“Je suis nul en anglais” — combien d’adultes prononcent cette phrase avec résignation, convaincus que la fenêtre d’apprentissage s’est refermée depuis le lycée ? C’est une idée reçue tenace, et elle est fausse. Les adultes apprennent différemment des enfants, c’est vrai — mais ils disposent d’atouts considérables : motivation réelle, capacité d’analyse, expériences de vie enrichissantes. Voici comment exploiter ces atouts pour progresser en anglais, efficacement et durablement.
Comprendre comment les adultes apprennent une langue
Avant de parler de méthodes, il est utile de comprendre la façon dont le cerveau adulte acquiert une nouvelle langue. Contrairement aux enfants, les adultes n’apprennent pas par immersion passive instinctive. En revanche, ils excellent à :
- Comprendre les règles grammaticales et les appliquer consciemment
- Mémoriser du vocabulaire via des associations et des contextes signifiants
- Se fixer des objectifs clairs et suivre leurs progrès
- Utiliser des stratégies d’apprentissage variées et adaptées à leur style
La clé, c’est de choisir des méthodes qui exploitent ces forces plutôt que d’imiter l’apprentissage enfantin.
Méthode 1 : L’immersion active — créer un environnement anglophone
L’immersion ne nécessite pas de partir à Londres.

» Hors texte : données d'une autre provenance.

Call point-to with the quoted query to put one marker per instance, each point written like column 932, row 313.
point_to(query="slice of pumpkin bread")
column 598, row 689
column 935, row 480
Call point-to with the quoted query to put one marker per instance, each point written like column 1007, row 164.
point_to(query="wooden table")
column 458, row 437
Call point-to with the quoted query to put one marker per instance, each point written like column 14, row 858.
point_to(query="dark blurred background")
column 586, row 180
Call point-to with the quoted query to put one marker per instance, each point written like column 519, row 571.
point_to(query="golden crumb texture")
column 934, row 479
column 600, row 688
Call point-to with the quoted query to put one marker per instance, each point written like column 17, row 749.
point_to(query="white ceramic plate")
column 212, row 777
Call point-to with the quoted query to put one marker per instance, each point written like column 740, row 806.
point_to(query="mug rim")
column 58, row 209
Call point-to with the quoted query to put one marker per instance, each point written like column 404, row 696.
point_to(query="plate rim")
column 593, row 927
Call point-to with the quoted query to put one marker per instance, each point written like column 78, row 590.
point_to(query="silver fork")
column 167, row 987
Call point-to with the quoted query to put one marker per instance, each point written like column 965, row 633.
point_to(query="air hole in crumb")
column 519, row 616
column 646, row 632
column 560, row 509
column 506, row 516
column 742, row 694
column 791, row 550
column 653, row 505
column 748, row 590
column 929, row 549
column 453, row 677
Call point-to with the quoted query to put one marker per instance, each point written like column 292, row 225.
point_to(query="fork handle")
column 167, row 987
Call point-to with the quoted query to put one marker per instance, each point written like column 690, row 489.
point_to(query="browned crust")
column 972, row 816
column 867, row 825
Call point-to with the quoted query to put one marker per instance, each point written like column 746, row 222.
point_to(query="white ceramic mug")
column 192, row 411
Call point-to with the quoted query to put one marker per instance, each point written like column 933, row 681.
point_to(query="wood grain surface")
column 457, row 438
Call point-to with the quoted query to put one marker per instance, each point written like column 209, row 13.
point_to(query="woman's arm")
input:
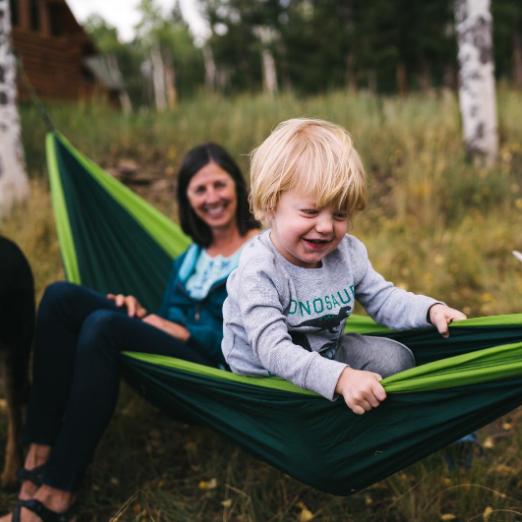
column 134, row 308
column 174, row 329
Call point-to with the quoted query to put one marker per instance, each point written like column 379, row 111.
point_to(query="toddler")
column 296, row 283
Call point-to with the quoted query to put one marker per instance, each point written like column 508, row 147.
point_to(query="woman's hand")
column 134, row 308
column 174, row 329
column 441, row 316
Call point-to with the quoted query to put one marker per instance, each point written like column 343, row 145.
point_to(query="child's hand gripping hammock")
column 111, row 240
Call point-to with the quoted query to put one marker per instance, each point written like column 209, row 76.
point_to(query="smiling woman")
column 80, row 334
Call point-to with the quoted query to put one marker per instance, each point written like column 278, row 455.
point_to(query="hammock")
column 112, row 240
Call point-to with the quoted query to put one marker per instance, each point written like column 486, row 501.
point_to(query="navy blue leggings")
column 79, row 337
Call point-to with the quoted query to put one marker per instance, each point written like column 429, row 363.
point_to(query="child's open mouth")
column 316, row 244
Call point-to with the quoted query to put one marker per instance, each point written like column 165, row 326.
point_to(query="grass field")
column 435, row 224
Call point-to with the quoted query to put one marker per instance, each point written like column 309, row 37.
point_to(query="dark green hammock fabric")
column 111, row 240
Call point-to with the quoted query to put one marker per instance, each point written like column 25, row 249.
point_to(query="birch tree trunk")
column 14, row 185
column 114, row 68
column 170, row 81
column 476, row 78
column 210, row 68
column 267, row 36
column 158, row 79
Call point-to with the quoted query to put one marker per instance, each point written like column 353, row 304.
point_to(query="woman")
column 80, row 333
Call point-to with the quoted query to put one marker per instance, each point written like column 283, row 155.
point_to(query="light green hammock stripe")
column 364, row 324
column 490, row 364
column 165, row 232
column 61, row 216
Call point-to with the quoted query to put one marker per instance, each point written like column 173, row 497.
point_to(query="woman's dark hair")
column 193, row 162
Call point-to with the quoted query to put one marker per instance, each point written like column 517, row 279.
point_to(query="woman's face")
column 212, row 194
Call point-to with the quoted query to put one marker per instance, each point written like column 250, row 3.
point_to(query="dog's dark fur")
column 17, row 318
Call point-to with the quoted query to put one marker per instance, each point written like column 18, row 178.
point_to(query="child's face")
column 304, row 233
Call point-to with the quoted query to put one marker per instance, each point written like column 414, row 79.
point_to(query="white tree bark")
column 267, row 36
column 158, row 79
column 210, row 68
column 476, row 78
column 14, row 185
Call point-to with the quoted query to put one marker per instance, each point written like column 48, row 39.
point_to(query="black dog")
column 17, row 319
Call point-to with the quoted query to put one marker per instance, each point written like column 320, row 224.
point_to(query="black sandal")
column 41, row 511
column 34, row 475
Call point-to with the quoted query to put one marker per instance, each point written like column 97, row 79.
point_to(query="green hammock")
column 111, row 240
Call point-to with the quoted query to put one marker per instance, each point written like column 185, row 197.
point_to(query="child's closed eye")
column 309, row 212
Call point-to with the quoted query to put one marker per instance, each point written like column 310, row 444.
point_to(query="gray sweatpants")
column 374, row 354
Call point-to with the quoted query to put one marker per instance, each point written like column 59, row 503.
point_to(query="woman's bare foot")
column 37, row 455
column 56, row 500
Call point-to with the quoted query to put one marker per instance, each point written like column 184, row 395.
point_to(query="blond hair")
column 316, row 156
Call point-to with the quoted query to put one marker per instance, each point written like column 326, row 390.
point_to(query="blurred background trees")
column 308, row 46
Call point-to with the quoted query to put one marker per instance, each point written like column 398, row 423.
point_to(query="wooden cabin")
column 56, row 53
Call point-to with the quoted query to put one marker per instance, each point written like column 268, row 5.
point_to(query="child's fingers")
column 457, row 315
column 130, row 303
column 379, row 392
column 358, row 410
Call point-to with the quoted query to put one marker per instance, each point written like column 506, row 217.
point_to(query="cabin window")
column 56, row 17
column 15, row 17
column 35, row 15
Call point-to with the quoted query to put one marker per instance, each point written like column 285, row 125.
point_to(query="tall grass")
column 434, row 224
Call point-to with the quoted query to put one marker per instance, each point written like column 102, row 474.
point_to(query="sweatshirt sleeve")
column 265, row 325
column 208, row 337
column 386, row 303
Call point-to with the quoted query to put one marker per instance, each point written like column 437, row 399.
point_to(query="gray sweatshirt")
column 282, row 319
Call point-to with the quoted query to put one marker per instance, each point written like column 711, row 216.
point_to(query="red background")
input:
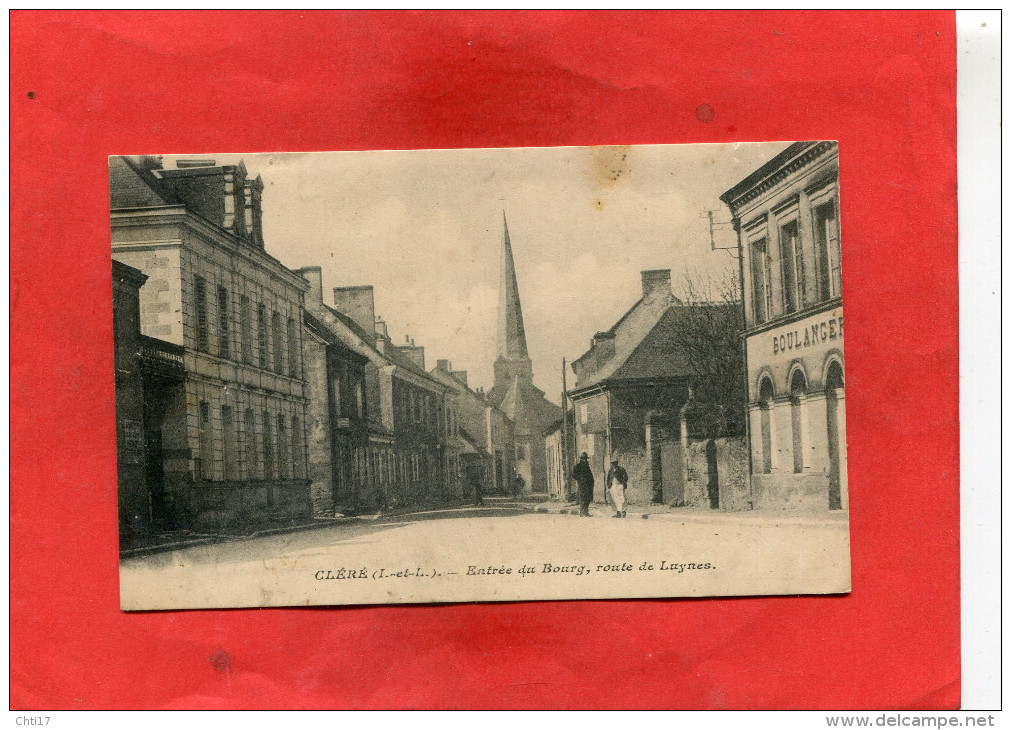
column 883, row 84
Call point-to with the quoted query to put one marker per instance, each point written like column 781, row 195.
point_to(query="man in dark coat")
column 584, row 478
column 618, row 481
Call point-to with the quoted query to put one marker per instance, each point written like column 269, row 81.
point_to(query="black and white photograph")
column 477, row 375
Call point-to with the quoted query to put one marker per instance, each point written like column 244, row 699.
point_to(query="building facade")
column 787, row 217
column 487, row 443
column 226, row 444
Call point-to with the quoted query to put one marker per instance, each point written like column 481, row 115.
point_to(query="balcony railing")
column 162, row 358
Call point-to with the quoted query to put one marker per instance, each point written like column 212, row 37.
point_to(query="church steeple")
column 512, row 338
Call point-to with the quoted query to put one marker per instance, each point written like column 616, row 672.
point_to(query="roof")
column 123, row 271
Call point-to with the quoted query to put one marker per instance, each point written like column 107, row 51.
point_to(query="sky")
column 425, row 227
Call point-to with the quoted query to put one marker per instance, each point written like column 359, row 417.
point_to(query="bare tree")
column 708, row 330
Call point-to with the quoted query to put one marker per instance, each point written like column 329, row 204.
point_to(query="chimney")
column 655, row 280
column 604, row 346
column 313, row 275
column 358, row 302
column 254, row 213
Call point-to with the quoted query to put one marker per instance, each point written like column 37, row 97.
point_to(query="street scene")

Elle peut se créer au quotidien, à la maison.
Transformer son quotidien en leçon d’anglais
- Regarder séries et films en version originale (avec sous-titres anglais, pas français)
- Changer la langue de ses appareils (téléphone, ordinateur, réseaux sociaux) en anglais
- Écouter des podcasts anglophones dans des domaines qui vous intéressent
- Lire des articles en anglais (sites d’actualité comme BBC, The Guardian, ou dans votre secteur professionnel)
Le cerveau s’habitue progressivement aux sons, au rythme et aux structures de la langue. C’est lent au début, puis exponentiellement rapide.
Ressources recommandées pour l’immersion passive
| Type | Ressource | Niveau recommandé |
|---|---|---|
| Podcasts | BBC Learning English | Débutant → Intermédiaire |
| Podcasts | The English We Speak | Intermédiaire |
| Séries TV | Friends, The Office | Intermédiaire |
| Actualités | BBC News, NPR | Avancé |
| YouTube | TED Talks (sous-titres anglais) | Intermédiaire → Avancé |
Méthode 2 : La pratique orale — parler sans attendre d’être “prêt”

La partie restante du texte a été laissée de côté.